Lottin Wekape pose le problème d’identité en cette ère de mondialisation. « Ne vous laissez- plus coloniser par le corps et l’esprit au Canada, résistez farouchement au vendeur d’assimilation (…) Que vaut en réalité un homme qui ne sait pas d’où il vient et qui se contente, malgré tout, de continuer sa marche solitaire dans le néant ? », écrit-il à la page 15.
Tel Œdipe, elle a survécu. Elle n’a pas pu être noyée dans un fleuve à la naissance par les gardes, selon les vœux de son père (grand-père) incestueux. Malheureusement, la douleur, « c’est comme les empreintes digitales, on ne peut pas, dans un élan de solidarité, les partager avec des personnes en peine ».
Usha Maude, la jeune fille doit supporter ses propres empreintes digitales. D’après l’auteur, l’immigration est la forme la plus redoutable d’aliénation qui puisse exister. Il montre que ceux qui bradent généralement leur identité pour aller s’installer en Occident vivent un déchirement intérieur atroce et multiplient moult astuces pour être en contact avec la terre des ancêtres.
Le roman est aussi le récit romancé des tribulations d’un animal, le chat qui allume artistiquement des flammèches d’amours envers son maître, les autres chats. Le lecteur peut être étonné d’un bout à l’autre par une prosopopée, cette figure de rhétorique qui consiste à faire parler une personne morte ou absente, un animal, un inanimé ou encore une abstraction. ….. Ici, le terme chat renvoie soit à son amoureux, soit à l’animal. Maria, la conjointe de Stéphane déteste cette bête et lui, surpris, veut au forceps montrer que le pauvre petit chat a besoin de leur affection.
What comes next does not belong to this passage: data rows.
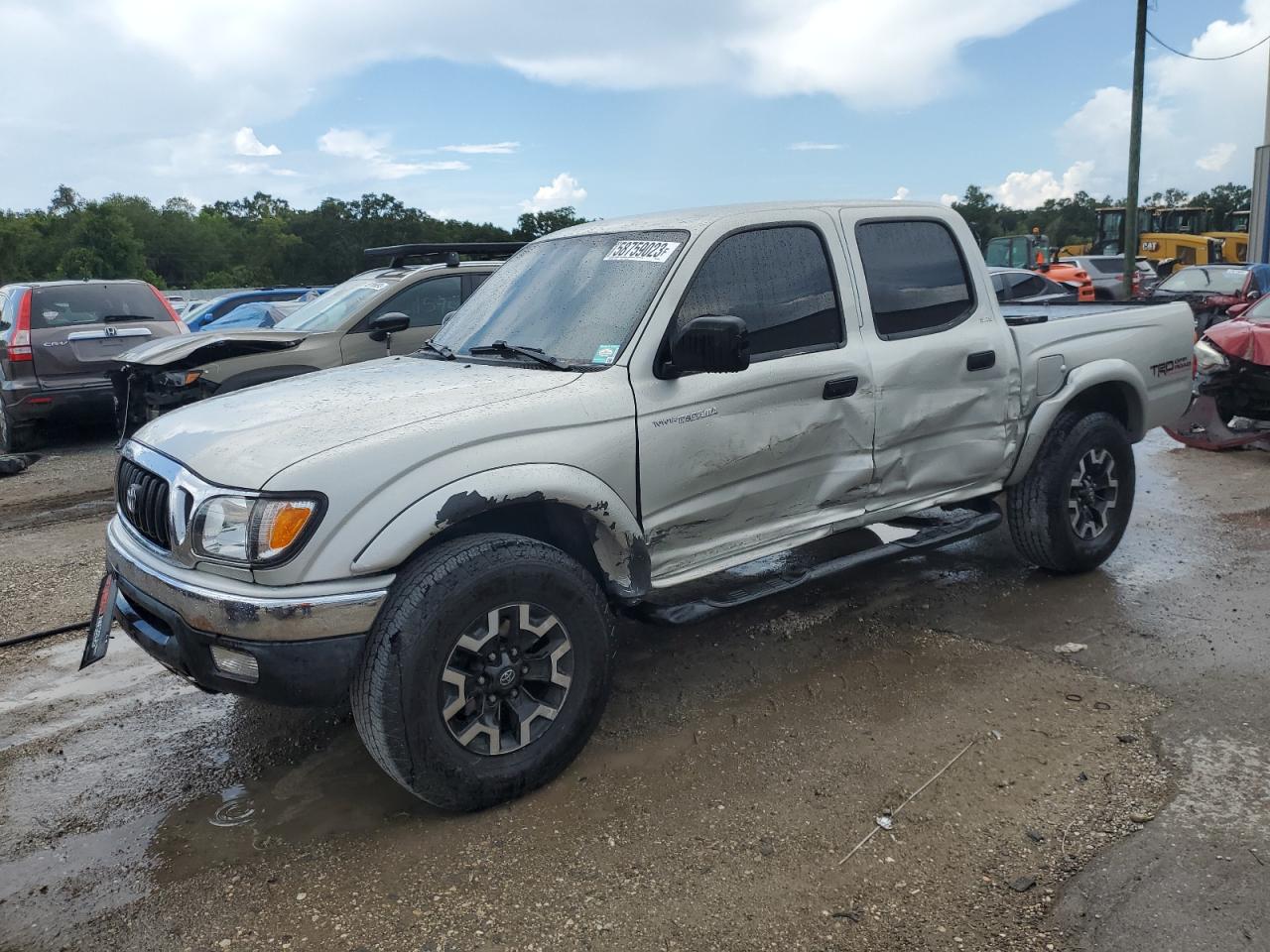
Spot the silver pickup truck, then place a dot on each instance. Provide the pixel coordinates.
(661, 416)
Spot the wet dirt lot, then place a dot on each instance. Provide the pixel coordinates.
(1116, 798)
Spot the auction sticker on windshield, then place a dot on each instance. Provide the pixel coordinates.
(606, 353)
(657, 252)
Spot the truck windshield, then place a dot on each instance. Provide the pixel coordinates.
(330, 309)
(1213, 281)
(576, 298)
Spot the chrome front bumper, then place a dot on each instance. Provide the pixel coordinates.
(240, 610)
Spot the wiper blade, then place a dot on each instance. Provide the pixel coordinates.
(503, 349)
(445, 353)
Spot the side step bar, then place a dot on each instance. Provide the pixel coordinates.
(928, 535)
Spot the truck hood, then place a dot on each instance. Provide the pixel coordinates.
(244, 438)
(190, 350)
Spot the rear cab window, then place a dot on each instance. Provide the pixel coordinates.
(75, 304)
(916, 275)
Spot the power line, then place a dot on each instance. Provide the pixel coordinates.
(1206, 59)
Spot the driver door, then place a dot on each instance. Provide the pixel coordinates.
(735, 465)
(426, 303)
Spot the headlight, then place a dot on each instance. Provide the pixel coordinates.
(1209, 359)
(253, 531)
(181, 379)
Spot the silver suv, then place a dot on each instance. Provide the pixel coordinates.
(382, 311)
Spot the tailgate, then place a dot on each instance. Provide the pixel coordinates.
(77, 330)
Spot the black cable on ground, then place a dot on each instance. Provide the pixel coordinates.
(37, 635)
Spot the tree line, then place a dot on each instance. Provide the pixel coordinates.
(1074, 221)
(254, 241)
(263, 240)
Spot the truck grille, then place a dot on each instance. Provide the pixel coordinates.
(143, 499)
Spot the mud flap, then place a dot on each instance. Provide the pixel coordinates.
(1203, 428)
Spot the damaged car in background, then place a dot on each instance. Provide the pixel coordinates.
(380, 312)
(1230, 404)
(662, 416)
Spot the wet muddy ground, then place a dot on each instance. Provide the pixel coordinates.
(1115, 798)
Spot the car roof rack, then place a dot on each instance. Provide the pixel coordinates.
(444, 252)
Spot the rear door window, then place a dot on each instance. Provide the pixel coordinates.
(75, 304)
(778, 281)
(917, 280)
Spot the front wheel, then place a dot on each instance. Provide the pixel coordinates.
(1071, 509)
(486, 670)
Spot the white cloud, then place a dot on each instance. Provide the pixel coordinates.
(1196, 114)
(372, 158)
(564, 189)
(1216, 158)
(245, 143)
(484, 149)
(1028, 189)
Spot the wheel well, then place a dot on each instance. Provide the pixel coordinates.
(1112, 398)
(554, 524)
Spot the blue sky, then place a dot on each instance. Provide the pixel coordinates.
(485, 111)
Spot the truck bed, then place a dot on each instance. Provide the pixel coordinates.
(1043, 311)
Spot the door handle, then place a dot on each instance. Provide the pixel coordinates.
(980, 361)
(839, 388)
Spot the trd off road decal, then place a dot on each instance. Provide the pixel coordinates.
(657, 252)
(1169, 367)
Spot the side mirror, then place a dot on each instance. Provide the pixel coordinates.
(710, 344)
(388, 324)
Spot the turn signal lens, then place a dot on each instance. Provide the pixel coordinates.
(250, 531)
(280, 525)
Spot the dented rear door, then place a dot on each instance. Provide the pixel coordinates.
(944, 361)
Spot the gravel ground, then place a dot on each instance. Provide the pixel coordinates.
(739, 762)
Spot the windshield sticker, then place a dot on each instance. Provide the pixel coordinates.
(606, 353)
(656, 252)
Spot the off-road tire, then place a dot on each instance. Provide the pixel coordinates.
(1038, 506)
(397, 690)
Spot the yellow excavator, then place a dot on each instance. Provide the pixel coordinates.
(1234, 243)
(1170, 239)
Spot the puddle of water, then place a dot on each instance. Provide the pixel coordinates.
(51, 693)
(336, 791)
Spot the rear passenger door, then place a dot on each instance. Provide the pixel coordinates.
(734, 463)
(943, 359)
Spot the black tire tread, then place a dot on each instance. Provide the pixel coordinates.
(375, 697)
(1028, 502)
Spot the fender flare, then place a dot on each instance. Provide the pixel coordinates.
(1080, 381)
(616, 537)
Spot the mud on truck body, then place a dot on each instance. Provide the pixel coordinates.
(627, 417)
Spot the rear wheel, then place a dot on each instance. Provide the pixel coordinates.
(14, 438)
(486, 670)
(1071, 509)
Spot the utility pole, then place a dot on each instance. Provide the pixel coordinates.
(1259, 222)
(1130, 202)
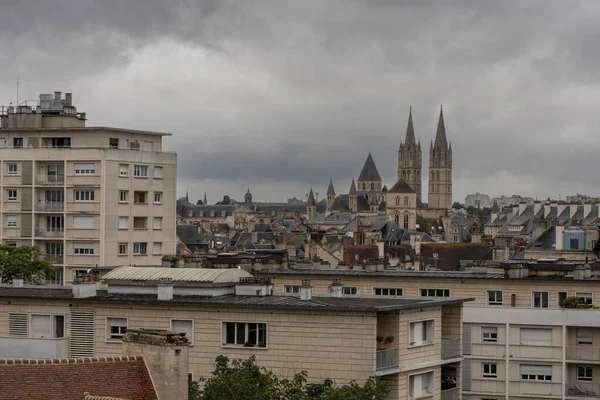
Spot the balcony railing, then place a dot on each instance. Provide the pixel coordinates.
(451, 348)
(583, 353)
(450, 394)
(387, 359)
(583, 389)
Un pan sur la politique est ouvert vers la fin du roman, notamment dans « Folle et fille aînée de Kuzuh » (p.193), la jubilation du décès d’un « Sénateur- député-maire », Barthélémy Kuzuh. Ses frasques encore légion dans nos sociétés actuelles sont racontées aux journalistes par une source familiale.
Ce sont les abus sexuels, des disparitions miraculeuses d’enfants dès leur naissance, détournements, etc. Le roman se lit d’un trait ! C’est un prétexte pour interpeller les Africains à une vigilance, appropriation culturelle et politique soutenues.